Bruce Meyers’ Call To Baja Book Shares The Manx Buggy Origin Story

Bruce Meyers’ Call To Baja Book Shares The Manx Buggy Origin Story

The Meyers Manx dune buggy is an icon of the 1960s and Mexico’s Baja peninsula is hallowed ground for off-road racing. The history of both are intertwined, and the book Call To Baja by the Manx’s inventor himself takes a look at the early days of off-road adventure.

I guess I should say “recreational off-road adventure” because technically humans were adventuring without roads since before recorded history. But you know what I meant.

(Full Disclosure: The book’s distributor sent me a free copy of Call To Baja with a t-shirt from sister outfit Dirt Co.)

Bruce Meyers (not to be confused with Bruce Meyer, no “s,” a fairly well-known car collector who did not invent the Manx buggy) is in his 90s now.
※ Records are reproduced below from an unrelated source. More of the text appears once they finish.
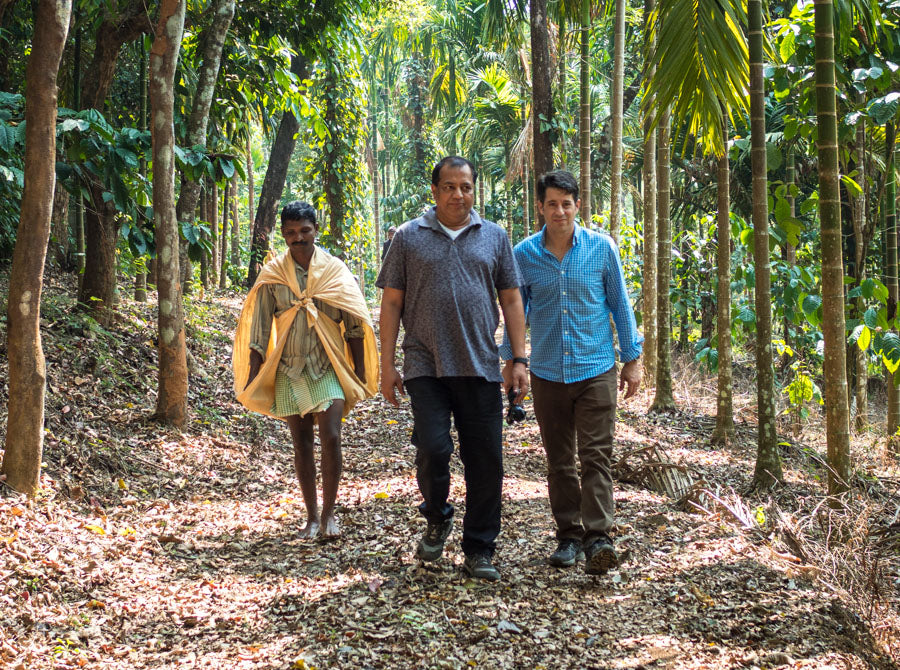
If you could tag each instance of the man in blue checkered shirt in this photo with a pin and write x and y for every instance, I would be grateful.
(572, 283)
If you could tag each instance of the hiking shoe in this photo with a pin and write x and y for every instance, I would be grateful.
(480, 567)
(567, 552)
(431, 546)
(600, 556)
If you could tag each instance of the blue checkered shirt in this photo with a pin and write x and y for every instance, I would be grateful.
(568, 304)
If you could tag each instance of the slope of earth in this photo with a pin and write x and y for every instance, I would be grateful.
(155, 548)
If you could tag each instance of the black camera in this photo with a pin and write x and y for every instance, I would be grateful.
(516, 412)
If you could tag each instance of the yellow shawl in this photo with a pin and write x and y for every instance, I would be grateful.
(330, 281)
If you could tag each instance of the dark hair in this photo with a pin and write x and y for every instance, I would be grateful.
(560, 179)
(299, 211)
(452, 161)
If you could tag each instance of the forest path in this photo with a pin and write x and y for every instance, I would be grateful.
(164, 549)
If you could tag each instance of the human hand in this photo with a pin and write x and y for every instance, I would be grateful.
(515, 376)
(256, 362)
(630, 377)
(391, 382)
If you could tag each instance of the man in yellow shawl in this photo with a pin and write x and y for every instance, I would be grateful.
(304, 352)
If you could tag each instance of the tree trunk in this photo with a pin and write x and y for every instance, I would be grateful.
(140, 277)
(837, 411)
(724, 431)
(212, 213)
(223, 249)
(273, 182)
(561, 67)
(250, 180)
(584, 117)
(27, 371)
(648, 178)
(542, 96)
(59, 239)
(858, 205)
(663, 400)
(335, 195)
(615, 175)
(890, 226)
(101, 229)
(790, 252)
(210, 44)
(171, 404)
(768, 460)
(235, 225)
(526, 214)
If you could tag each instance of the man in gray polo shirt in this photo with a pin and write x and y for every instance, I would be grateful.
(442, 276)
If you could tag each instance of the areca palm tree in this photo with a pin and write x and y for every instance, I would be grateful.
(837, 411)
(700, 71)
(615, 175)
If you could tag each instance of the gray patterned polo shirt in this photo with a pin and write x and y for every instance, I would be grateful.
(450, 311)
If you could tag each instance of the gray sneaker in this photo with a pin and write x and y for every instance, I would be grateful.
(567, 552)
(431, 546)
(480, 567)
(600, 556)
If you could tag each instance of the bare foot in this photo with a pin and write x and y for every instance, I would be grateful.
(311, 529)
(330, 527)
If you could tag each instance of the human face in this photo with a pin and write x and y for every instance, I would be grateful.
(300, 236)
(559, 209)
(454, 195)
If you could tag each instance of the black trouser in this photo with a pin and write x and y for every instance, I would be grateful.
(477, 409)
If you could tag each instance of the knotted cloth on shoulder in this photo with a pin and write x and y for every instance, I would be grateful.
(330, 281)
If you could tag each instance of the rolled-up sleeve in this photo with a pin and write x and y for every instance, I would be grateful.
(261, 328)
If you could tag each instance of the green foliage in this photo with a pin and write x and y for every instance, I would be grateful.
(335, 164)
(12, 176)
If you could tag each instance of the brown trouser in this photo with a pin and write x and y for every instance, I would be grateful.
(583, 509)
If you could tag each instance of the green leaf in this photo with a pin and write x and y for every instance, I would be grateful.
(864, 339)
(746, 315)
(884, 109)
(870, 318)
(852, 187)
(867, 288)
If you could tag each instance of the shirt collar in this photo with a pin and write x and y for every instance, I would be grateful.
(579, 231)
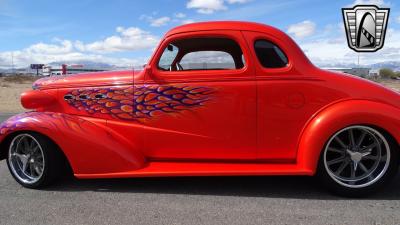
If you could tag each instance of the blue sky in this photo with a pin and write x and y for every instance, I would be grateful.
(124, 33)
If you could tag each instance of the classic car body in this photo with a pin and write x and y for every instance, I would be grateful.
(247, 120)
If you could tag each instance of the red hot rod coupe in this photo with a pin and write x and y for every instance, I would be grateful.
(216, 99)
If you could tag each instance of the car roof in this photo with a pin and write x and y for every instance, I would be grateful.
(225, 25)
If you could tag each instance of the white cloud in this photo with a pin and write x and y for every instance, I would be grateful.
(180, 15)
(25, 57)
(158, 22)
(206, 6)
(128, 39)
(302, 29)
(237, 1)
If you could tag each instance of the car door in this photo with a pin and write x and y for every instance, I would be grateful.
(286, 97)
(204, 108)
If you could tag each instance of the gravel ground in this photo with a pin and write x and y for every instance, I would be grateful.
(215, 200)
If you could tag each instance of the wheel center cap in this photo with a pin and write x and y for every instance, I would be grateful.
(355, 156)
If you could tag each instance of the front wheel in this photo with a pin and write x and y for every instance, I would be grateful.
(358, 160)
(33, 160)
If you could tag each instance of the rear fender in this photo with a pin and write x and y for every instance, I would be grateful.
(88, 144)
(341, 115)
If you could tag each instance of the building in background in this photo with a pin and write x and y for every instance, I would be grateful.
(361, 72)
(65, 69)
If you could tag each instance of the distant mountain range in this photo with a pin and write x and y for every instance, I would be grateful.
(394, 65)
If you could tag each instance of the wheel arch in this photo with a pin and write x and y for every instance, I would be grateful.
(337, 116)
(89, 146)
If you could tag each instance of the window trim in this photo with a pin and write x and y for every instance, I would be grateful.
(203, 34)
(233, 60)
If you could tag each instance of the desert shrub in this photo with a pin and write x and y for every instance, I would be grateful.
(387, 73)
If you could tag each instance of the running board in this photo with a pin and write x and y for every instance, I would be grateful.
(173, 169)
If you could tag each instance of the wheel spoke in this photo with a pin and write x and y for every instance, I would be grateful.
(361, 138)
(332, 149)
(364, 156)
(371, 157)
(335, 161)
(351, 137)
(31, 170)
(25, 145)
(26, 159)
(369, 147)
(342, 167)
(338, 140)
(353, 170)
(362, 167)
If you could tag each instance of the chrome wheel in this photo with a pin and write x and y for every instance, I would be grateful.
(357, 156)
(26, 159)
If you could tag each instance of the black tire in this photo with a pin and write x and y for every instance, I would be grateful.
(338, 188)
(54, 162)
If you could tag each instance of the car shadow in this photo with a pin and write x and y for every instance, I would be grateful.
(297, 187)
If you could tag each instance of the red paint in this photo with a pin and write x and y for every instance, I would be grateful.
(250, 121)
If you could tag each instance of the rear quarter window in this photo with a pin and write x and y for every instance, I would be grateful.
(270, 55)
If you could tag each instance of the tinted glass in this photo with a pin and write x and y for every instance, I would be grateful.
(202, 54)
(270, 55)
(207, 60)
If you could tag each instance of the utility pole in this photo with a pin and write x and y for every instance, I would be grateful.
(12, 62)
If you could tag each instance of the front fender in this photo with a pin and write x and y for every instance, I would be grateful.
(341, 115)
(88, 144)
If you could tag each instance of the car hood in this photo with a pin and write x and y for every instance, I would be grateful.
(87, 79)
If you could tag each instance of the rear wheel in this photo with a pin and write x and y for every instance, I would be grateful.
(33, 160)
(358, 160)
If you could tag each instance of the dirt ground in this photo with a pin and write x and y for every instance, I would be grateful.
(12, 87)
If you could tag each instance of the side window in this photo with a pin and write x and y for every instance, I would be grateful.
(207, 60)
(168, 56)
(202, 54)
(270, 55)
You might have seen him cited last year when VW trotted out its electric buggy concept with his blessing. But in 1964, Manx and his friends were exploring Mexico’s western peninsula in simple, home-built VW Beetle-based vehicles, running down “roads” that are still pretty rough in 2020.

Meyers raced in Baja into the 2000s, but the most interesting bits of Call To Baja are pictures of what the place looked like in the ’60s and ’70s. Spoiler alert: It wasn’t all that different from the way it looks now! It’s also cool to see early iterations of the Manx and some of Meyers’ illustrations. He’s a genuinely talented artist, as you can see from some of the sketches published in the book.
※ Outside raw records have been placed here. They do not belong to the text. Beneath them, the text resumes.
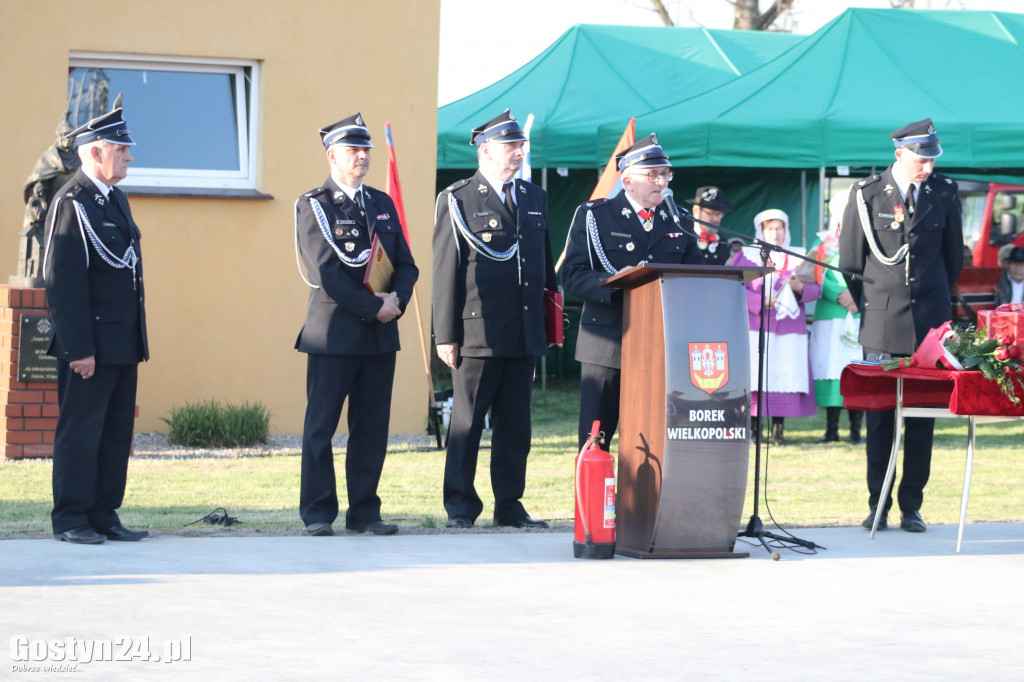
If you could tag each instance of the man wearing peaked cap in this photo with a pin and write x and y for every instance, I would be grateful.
(503, 129)
(492, 264)
(607, 236)
(93, 269)
(710, 206)
(903, 229)
(350, 336)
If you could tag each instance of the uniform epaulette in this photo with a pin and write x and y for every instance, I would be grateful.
(459, 183)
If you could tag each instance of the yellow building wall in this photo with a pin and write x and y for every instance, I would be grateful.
(224, 299)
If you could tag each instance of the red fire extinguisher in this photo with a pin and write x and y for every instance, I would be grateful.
(595, 501)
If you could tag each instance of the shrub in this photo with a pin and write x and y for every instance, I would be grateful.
(210, 424)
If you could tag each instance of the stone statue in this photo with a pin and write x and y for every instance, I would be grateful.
(54, 167)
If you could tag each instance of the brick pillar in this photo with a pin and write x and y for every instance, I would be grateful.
(28, 410)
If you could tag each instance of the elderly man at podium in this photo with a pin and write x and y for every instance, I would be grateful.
(608, 236)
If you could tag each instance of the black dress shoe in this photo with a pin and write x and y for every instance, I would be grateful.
(911, 521)
(377, 527)
(83, 535)
(524, 522)
(869, 521)
(121, 534)
(320, 529)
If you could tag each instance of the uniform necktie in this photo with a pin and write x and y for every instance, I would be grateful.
(509, 203)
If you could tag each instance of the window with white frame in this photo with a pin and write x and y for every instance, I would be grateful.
(194, 120)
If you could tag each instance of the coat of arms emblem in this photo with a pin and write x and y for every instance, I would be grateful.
(710, 366)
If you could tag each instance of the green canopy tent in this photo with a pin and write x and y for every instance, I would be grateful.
(593, 74)
(832, 100)
(602, 73)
The synopsis of the saga is that the Meyers Manx buggy owes its existence to the combination of traits that Meyers himself had… he was adventurous, artistic, and entrepreneurial at a time and place where off-road action was starting to become a thing.

He wanted to see Baja, so he built a car. He had an eye for design, so that car ended up looking great. And when he realised there was a demand for the sweet little machine he’d brought to life, he figured out how to get car bodies stamped out en mass. Relatively speaking, of course.
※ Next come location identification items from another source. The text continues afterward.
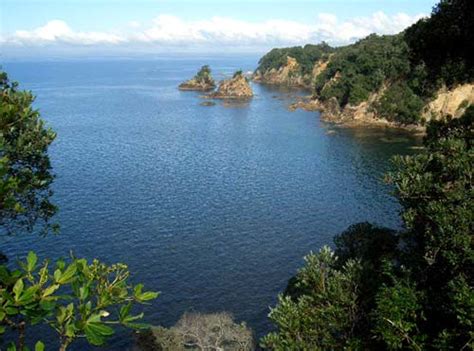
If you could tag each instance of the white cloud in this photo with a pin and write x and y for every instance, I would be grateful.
(57, 31)
(167, 30)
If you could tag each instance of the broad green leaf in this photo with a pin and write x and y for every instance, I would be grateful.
(68, 274)
(57, 275)
(50, 290)
(28, 295)
(96, 333)
(18, 288)
(39, 346)
(149, 295)
(31, 259)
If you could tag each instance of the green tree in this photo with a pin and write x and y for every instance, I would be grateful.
(412, 289)
(204, 75)
(75, 298)
(325, 315)
(25, 169)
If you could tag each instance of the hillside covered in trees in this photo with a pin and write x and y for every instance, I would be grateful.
(395, 75)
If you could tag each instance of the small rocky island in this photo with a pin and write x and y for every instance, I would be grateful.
(202, 81)
(237, 87)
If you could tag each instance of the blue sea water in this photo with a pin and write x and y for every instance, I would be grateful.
(214, 206)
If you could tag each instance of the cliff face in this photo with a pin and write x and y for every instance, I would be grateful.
(447, 102)
(235, 88)
(202, 81)
(197, 85)
(450, 102)
(290, 74)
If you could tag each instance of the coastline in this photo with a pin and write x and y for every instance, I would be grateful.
(347, 120)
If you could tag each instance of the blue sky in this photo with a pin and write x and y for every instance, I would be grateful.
(182, 25)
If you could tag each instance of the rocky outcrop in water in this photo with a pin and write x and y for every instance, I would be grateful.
(202, 81)
(452, 102)
(290, 74)
(237, 87)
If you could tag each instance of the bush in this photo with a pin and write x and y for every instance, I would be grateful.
(400, 104)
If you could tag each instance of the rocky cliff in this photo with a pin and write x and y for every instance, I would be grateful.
(202, 81)
(235, 88)
(452, 102)
(290, 74)
(447, 102)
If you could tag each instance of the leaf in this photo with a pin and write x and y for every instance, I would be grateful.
(149, 295)
(18, 288)
(31, 260)
(57, 275)
(97, 332)
(50, 290)
(39, 346)
(68, 274)
(28, 295)
(124, 312)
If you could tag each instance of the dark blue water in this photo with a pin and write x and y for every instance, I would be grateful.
(213, 206)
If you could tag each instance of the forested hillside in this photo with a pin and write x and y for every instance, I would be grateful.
(398, 75)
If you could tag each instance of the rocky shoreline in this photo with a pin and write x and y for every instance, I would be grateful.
(349, 117)
(237, 87)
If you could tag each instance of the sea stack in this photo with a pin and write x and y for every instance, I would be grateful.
(237, 87)
(202, 81)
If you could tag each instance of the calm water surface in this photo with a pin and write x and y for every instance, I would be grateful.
(213, 206)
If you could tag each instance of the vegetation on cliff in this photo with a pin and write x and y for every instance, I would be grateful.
(397, 74)
(386, 289)
(306, 56)
(236, 87)
(74, 297)
(202, 81)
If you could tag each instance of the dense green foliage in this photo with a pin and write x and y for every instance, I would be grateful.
(357, 70)
(204, 75)
(397, 74)
(411, 289)
(445, 42)
(400, 104)
(25, 169)
(305, 56)
(75, 298)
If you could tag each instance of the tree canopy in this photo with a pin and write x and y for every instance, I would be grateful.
(411, 289)
(25, 168)
(74, 297)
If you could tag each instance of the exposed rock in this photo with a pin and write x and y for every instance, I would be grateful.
(451, 102)
(290, 74)
(207, 103)
(202, 81)
(235, 88)
(320, 66)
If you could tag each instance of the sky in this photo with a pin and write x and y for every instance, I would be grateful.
(32, 27)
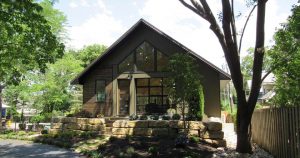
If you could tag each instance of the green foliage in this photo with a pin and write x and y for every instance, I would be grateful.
(90, 53)
(37, 118)
(166, 117)
(186, 82)
(143, 117)
(176, 117)
(285, 57)
(27, 41)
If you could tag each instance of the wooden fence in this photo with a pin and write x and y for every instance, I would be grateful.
(277, 130)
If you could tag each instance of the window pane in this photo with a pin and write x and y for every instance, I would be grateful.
(155, 81)
(145, 57)
(155, 91)
(142, 82)
(142, 91)
(126, 64)
(162, 61)
(100, 90)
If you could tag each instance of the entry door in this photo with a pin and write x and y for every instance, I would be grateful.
(124, 97)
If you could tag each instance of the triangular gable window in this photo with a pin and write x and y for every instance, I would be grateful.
(144, 58)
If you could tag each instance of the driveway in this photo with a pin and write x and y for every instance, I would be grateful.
(26, 149)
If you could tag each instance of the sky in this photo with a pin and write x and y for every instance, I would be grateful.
(104, 21)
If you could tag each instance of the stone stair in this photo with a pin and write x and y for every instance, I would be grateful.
(109, 123)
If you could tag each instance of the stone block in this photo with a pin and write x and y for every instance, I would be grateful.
(138, 124)
(158, 124)
(160, 131)
(213, 135)
(213, 126)
(196, 125)
(73, 126)
(176, 124)
(120, 123)
(54, 131)
(56, 120)
(68, 120)
(173, 132)
(95, 127)
(142, 131)
(82, 120)
(193, 132)
(216, 142)
(96, 121)
(57, 126)
(121, 131)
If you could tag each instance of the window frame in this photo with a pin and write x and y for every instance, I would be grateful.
(96, 93)
(134, 52)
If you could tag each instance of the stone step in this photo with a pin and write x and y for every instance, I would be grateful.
(108, 130)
Meanwhile, he ended up becoming one of off-road racing’s pioneers with his not-a-truck, not-a-car, definitely-not-a-motorcycle vehicle. You might even argue that his platform inspired the UTV buggies that are now ubiquitous everywhere off-road driving is a thing.

Flipping through Call To Baja’s 76 pages, I do have to acknowledge that it’s apparent Meyers’ creative flair applies more to visual skills than storytelling. The book opens with a reference to Webster’s Encyclopedic Dictionary and a cringey passage about an awkward interaction with a prostitute. But be that as it may, Meyers was indeed one of the O.G.s of off-road racing and innovation as we know it and we’re lucky to have his record of that scene’s early days.

You can cop the book for $36 from the Meyers Manx website. The paperback’s big and wide, and the old photographs in it are faithfully restored in impressively good resolution. My copy’s been on my desk for a few weeks now and I’ve enjoyed thumbing through it more than a couple of times.